Another team of product designers and engineers I have worked with are creating a two-way haptic interface, which takes some of these ideas about touch interfaces out of the lab and into people’s lives. Smartstones look and feel like a smooth, palm-sized, river stone. Each pair of stones allows two people a new, dedicated, subtle communication channel that uses gesture, touch, light and sound.

In Enchanted Objects, I group the coming world of connected things into six superpowers, drives that we have all shared for a millennium, and that technology attempts to satisfy. Smartstones specifically attempts to gratify our wish for telepathy — to know the mind of another person.

It’s common to trade and wear pairs of objects, like wedding rings and friendship bracelets. And Smartstones are designed for similar types of intimate relationships: Best friends, father-daughter pairs, elderly parents and remote family members and caregivers.

Stone bed 1

Touch communicates emotion most effectively

I believe the highest hurdle for adoption of touch technology is the difficulty of inventing, learning and recalling a large vocabulary of novel gestures. Companies like Smartstones and products like Lumitouch aspire to create a new universal non-verbal language, parallel to what Braille did for the blind, and sign language for the deaf. That’s a bold ambition. Their best strategy, I believe, is to communicate emotions rather than specific nouns and verbs.
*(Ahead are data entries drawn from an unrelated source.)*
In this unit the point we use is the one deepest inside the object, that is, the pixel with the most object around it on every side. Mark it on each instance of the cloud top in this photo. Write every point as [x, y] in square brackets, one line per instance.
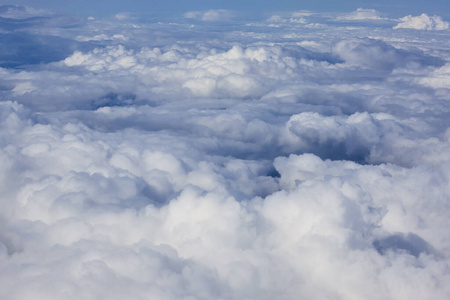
[422, 22]
[361, 14]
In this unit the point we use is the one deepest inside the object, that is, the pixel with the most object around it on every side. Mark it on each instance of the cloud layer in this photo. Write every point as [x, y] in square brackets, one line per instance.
[278, 159]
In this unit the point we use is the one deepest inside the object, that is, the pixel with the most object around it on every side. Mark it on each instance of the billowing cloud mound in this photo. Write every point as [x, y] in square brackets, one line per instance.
[155, 160]
[423, 22]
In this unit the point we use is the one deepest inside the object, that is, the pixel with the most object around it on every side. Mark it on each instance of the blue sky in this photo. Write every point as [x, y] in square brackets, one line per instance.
[104, 8]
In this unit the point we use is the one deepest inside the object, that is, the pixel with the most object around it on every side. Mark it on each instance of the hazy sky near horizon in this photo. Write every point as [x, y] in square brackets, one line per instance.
[105, 8]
In a classic perceptual psychology experiment, pairs of strangers were asked to communicate emotions through touch alone. The “encoder” was given one of 12 different emotions, then touched the “decoder’s” forearm through a curtain. The person touched had to then choose which emotion they thought the encoder was communicating:

“The results indicated that participants could decode anger, fear, disgust, love, gratitude, and sympathy at above-chance levels. […] For example, sympathy was associated with stroking and patting, anger was associated with hitting and squeezing, disgust was associated with a pushing motion, and fear was associated with trembling.”
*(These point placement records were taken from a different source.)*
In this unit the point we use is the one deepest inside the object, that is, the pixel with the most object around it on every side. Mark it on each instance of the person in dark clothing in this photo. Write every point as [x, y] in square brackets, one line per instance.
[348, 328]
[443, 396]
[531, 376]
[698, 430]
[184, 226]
The coming world of Enchanted Objects

The products coming from MIT are provocative examples in the massive migration from smartphone apps to tangible, dedicated, enchanted objects. The evidence for shift in human-computer interface is everywhere from wifi-connected thermostats and mirrors, to bluetooth tennis racquets, jewelry, lightbulbs and more.
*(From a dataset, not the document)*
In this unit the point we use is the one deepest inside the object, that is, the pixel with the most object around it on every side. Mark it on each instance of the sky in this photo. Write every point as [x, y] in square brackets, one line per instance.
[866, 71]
Last year Google purchased Nest for over $3 billion, Samsung acquired SmartThings, Apple, Microsoft, Intel, Fitbit, Withings, Jawbone, and dozens more are competing for the real estate on your wrist, and Cisco forecasts 50 billion connected things by 2025.

Our sense of touch is uniquely designed to process information quickly — often without the neural round trip to the brain.

The falling cost of microchips, the ubiquity of wireless, and the promise of reoccurring revenues which come from converting objects into services are driving almost every product company to consider a cloud-connected product. If they are designed well — to respect our attention, play nice together, and value our privacy — they will enchant us.

Touch allows us to communicate without the expensive cognitive task of typing or speaking. Our sense of touch is uniquely designed to process information quickly — often without the neural round trip to the brain. Our skin processes subconsciously. When I’m holding hands with my daughter, I unconsciously sense her state, even if we aren’t sending squeezy-patterns to each other. Smartstones have the potential to relay these same messages at a distance reducing social isolation and without the unnecessary distraction of texting.

Where wearables today are mostly focused on logging and visualizing data, Smartstones is connecting and enabling people to communicate on a more visceral/primal level and pioneering a new field of non-verbal communication. Imagine all of the possible applications for using sensorial, nonverbal communications, as an interface for proximity and contextual messaging, even as a means to enhance augmented-reality applications.

As interfaces of touch become more pervasive, they will reshape how we communicate at a distance — with subtly, expressiveness and speed.